The whole thing is making me feel that it's not fair of me to have a profile up on OK Cupid since everyone on it has a set of expectations that I don't know if I share. So I’ve been thinking I will shut down my profile after this brief sociological experiment. But, just to keep an open mind, I'll finish go on dates with the guys I've already been corresponding with: an actor, two artists, a random guy from Kentucky whose picture I like, and an Italian doctor who wrote me twice, the second time in Italian begging me to write him back, so I did. While we don't have much in common, he did mention that in the Italian language, there is no equivalent to the word “dating” – it’s not a concept they have there. 

Hilariously, the day after I set up my profile, OK Cupid sent me an exultant message about a great match.
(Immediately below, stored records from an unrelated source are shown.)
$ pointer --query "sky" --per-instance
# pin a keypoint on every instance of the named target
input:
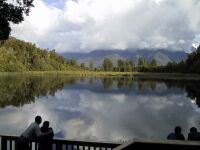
(87, 25)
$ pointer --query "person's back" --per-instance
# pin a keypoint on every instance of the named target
(177, 135)
(45, 142)
(194, 135)
(32, 132)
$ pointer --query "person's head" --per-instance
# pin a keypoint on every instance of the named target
(38, 119)
(177, 130)
(46, 124)
(193, 129)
It turned out to be my ex-boyfriend of ten years, who unbeknownst to me had also put up a profile on OK Cupid a few months previously.  “We're a 96% match!" he messaged me, "Will you go out on a date with me?” I laughed until I cried. 

Maybe I should move to Europe.



[1] Norval Glenn and Elizabeth Marquardt. “Hooking Up, Hanging Out, and Hoping for Mr. Right: College Women on Dating and Mating Today.” Institute for American Values, 2001.
[2] Andrew J. Cherlin. The Marriage-Go-Round: The State of Marriage and the Family in America Today (New York: Knopf, 2009).
[3] Ronald Inglehart, Human Beliefs and Values: A Cross Cultureal Sourcebook Based on the 1999-2002 Values Surveys (Mexico: Siglo XXI, 2004), 158.
[4] Beth L. Bailey. From Front Porch to Back Seat: Courtship in Twentieth-Century America (Baltimore: John Hopkins University Press, 1989).
[5] Paul Hollander. Extravagant Expectations: New Ways to Find Romantic Love in America (United Kingdom: Ivan R. Dee, 2011), 25.